Fahrzeug beschleunigte und ließ sich nicht bremsen. Werkstatt hatte zuvor Reparatur abgelehnt, weil das Modell nicht auf Rückrufliste stand.

Hamburg/Los Angeles. James Sikes (61) fuhr im Toyota Prius mit Tempo 151 auf der kalifornischen Interstate 8 nahe San Diego. Er wollte gerade überholen, als sein Gaspedal hüpfte und sich verklemmte. Sikes trat auf die Bremse - ohne Erfolg. "Das Auto hielt nicht an, es tat nichts, und es wurde immer schneller", sagte er später unter Schock. Er roch den Gestank der Bremsen, so fest trat er aufs Pedal. Sikes rief telefonisch um Hilfe und bald fuhr ein Streifenwagen neben ihm her.

Über Lautsprecher forderten die Polizisten den Toyota-Fahrer auf, das Bremspedal bis zum Anschlag durchzutreten und die Handbremse zu ziehen. Außerdem fuhren die Wagen eine Steigung hinauf. Langsam verringerte das Auto sein Tempo. Nachdem die Geschwindigkeit schließlich auf unter 80 km/h gedrosselt war, schaltete der Fahrer den Motor aus und ließ den Wagen ausrollen. Der Polizeiwagen wurde dabei vor den Prius gesetzt, um nötigenfalls als Prellbock zu fungieren.

Anders als ähnliche Vorfälle, die für die Fahrer tödlich endeten, verlief der Zwischenfall am Montag glimpflich. Sikes kam mit dem Schrecken davon. Der Amerikaner berichtete, dass er mit seinem Wagen vor zwei Wochen in der Werkstatt war, nachdem er schriftlich über die Toyota-Rückrufaktion informiert worden war. Die Werkstatt schickte ihn aber wieder heim. "Ich gab denen meinen Rückruf-Zettel. Die gaben ihn zurück und sagten, ich stehe nicht auf der Rückrufliste", sagte der Kalifornier. Toyota kündigte nun an, einen Techniker zu dem Mann zu schicken, um den Fall zu untersuchen.
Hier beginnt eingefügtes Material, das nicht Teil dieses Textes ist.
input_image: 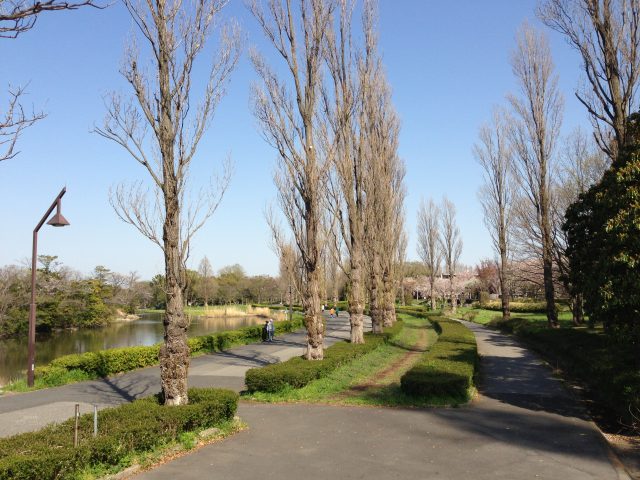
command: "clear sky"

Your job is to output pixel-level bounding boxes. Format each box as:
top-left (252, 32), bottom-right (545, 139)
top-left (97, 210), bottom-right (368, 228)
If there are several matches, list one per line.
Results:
top-left (0, 0), bottom-right (588, 278)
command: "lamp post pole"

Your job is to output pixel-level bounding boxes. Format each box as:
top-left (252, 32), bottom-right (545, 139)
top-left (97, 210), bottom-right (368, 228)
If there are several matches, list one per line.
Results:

Der Technikexperte des ADAC, Carsten Graf, sagte: "Es gibt keine akute Gefahr für Fahrzeuge, die in Deutschland offiziell verkauft wurden." Die klemmenden Gaspedale seien ein Problem für den US-Markt, aber für den deutschen Markt kein akutes Thema.

Die Situation ist unwahrscheinlich, aber nicht ausgeschlossen: Was kann der Fahrer tun, wenn das Gaspedal klemmt? "Sofort das Auto kontrolliert und beherzt bis zum Stillstand ausbremsen, rechts ranfahren, raus aus dem fließenden Verkehr, um nicht noch für andere eine Gefahr darzustellen", sagt ADAC-Sprecher Christian Buric. Dann den Motor abstellen. Die Befürchtung, die Bremskraft könnte nicht ausreichen, hält der ADAC-Experte für unbegründet.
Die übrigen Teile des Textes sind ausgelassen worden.